One outcome of this collaboration is an Allegheny County Department of Human Services analysis of court-centered eviction actions that shows that 75 percent of cases are filed in the private rental housing market. However, the Housing Authorities of the City of Pittsburgh and Allegheny County file more cases than any other property owner.

The evictions connected to these government agencies are especially important in the Foundation’s anti-homelessness effort because they deal with the region’s poorest tenants.

Task force researchers Michael Yonas, the Foundation’s senior program officer for Research and Special Initiatives, and Rachel Rue of the County Department of Human Services, separated public housing rents from all involved authorities into hundred-dollar increments. They found that tenants paying less than $100 per month — meaning that they were among the most heavily subsidized according to income — were most likely to end up in court.

Most eviction-related cases are filed to force tenants to pay back rent, and of those, the majority are settled, and the tenants remain in their homes. Of the 1,227 cases filed by City Housing Authority officials in 2016, only 142 ended in actual evictions, according to Authority records. There is still a heavy toll for the other 1,085: Eviction filings are recorded on a tenant’s rental history, which landlords can use to deny future rental applications.

The eviction process in Allegheny County.

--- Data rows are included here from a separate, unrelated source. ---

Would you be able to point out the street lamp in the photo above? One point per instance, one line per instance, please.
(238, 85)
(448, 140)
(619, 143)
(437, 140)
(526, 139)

Downing sees the collaborative effort as essential to reducing filings and evictions. Just as important is understanding the situations of the people represented in the numbers. People like Celeste Scott.

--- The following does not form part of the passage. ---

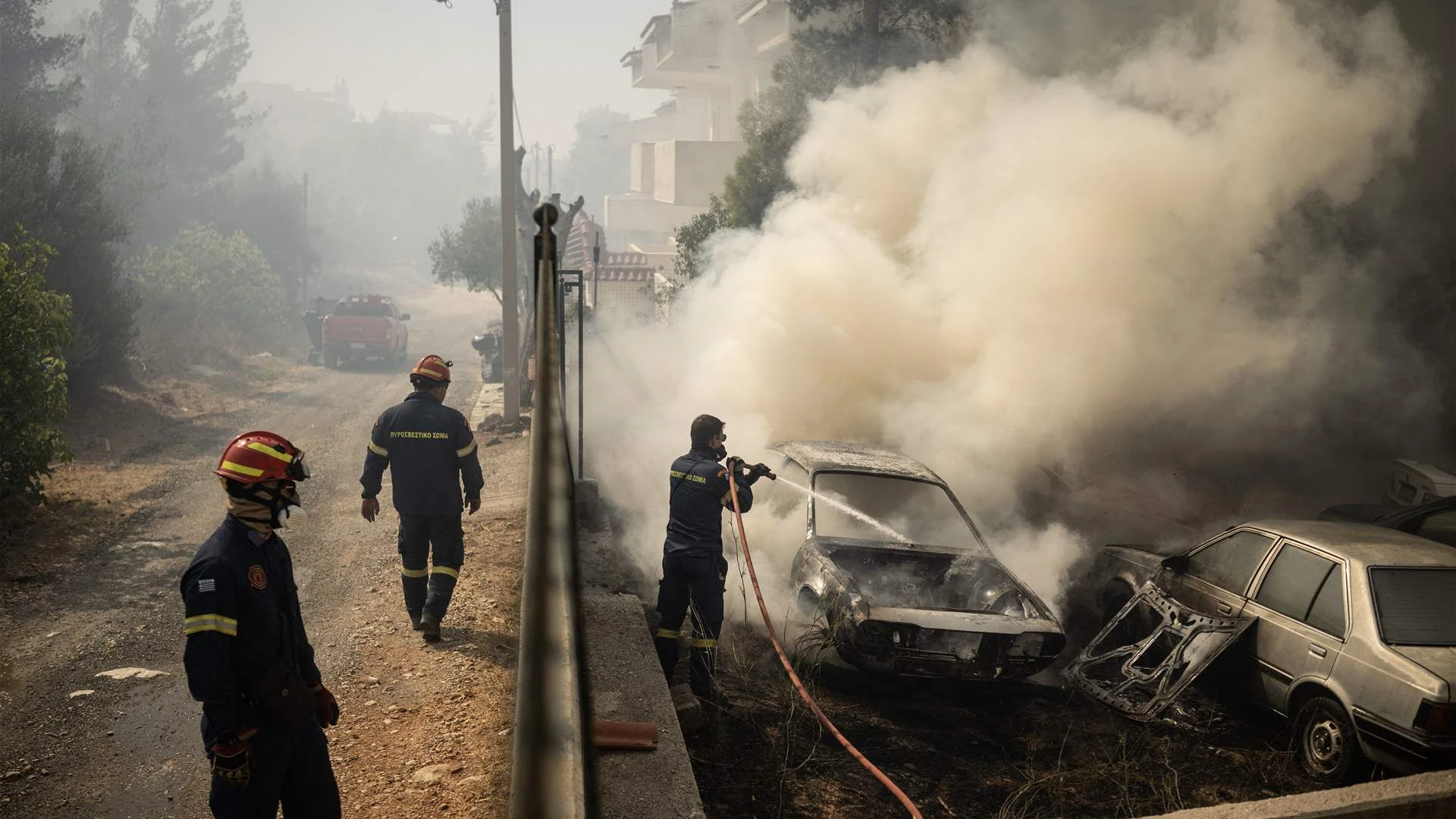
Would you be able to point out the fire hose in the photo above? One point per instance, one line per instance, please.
(788, 667)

Now an affordable housing organizer with Pittsburgh United, Scott has faced years of housing instability. When she left Pittsburgh for college in Maryland in 1993, the public housing complex where she had lived was permanently closed, displacing her mother, who then moved to Maryland to live with her daughter.

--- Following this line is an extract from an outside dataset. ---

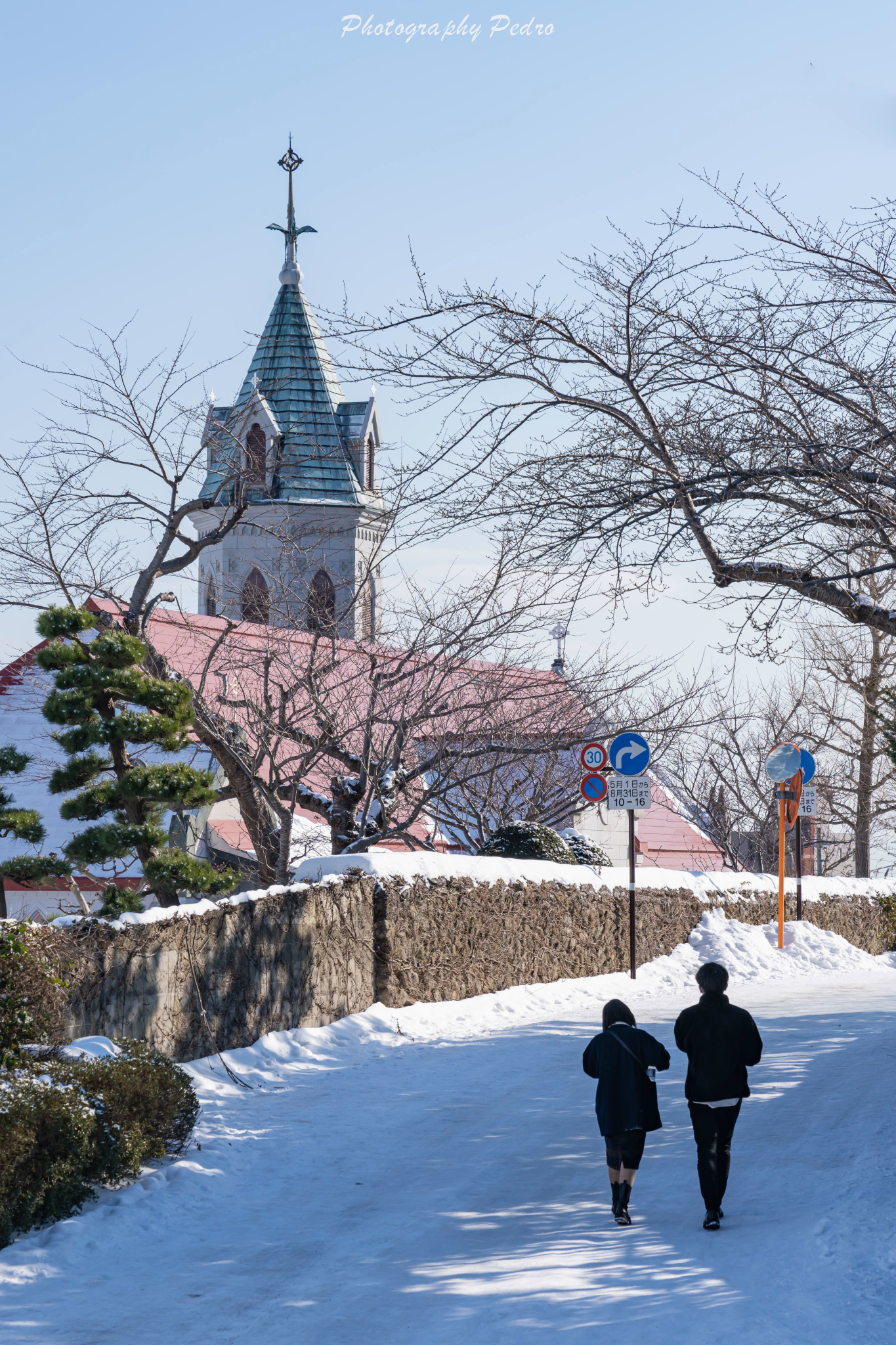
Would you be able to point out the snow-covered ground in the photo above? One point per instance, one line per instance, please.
(435, 1174)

Then her mother, who had been paying part of the rent, died. Scott was working two jobs while going to school, but with funeral expenses and other financial obligations, she and her 3-year-old son ended up being evicted for past-due rent.

She returned to Pittsburgh and continued to work, but she and her son were displaced three more times — twice by eviction, and once because the rent for her Lawrenceville apartment nearly doubled. She went to court once to fight a filing, but she lost, as defendants in eviction cases do 85 percent of the time, according to Rue of the County Department of Human Services.

Scott says that even though she was attaining decent wages, “being a black woman raising a child and facing rising housing costs meant I still needed assistance. But you have to become homeless to get it because there is no coordination of services otherwise.”

Scott is not alone: Black women are evicted so much more frequently than other groups that in 2014 the MacArthur Foundation published a study called “Poor Black Women Are Evicted at Alarming Rates, Setting Off a Chain of Hardship.”

“The fear of eviction is so great,” Scott says. “You want to fight it, but the power of landlords is so great that people just leave.”

Community Human Services, one of the region’s leading housing stabilization, mental health and food assistance providers, helped Scott enter the county’s rapid rehousing program, which offers financial help and other support services to get into housing quickly and stay there.

Downing and the task force want to see more people in similar situations find stable housing.

“Our long-standing commitment to fighting homelessness and housing insecurity has enabled The Pittsburgh Foundation to lead this effort,” Downing says. “But a meaningful change will only come from the strong partnerships we continue to build.”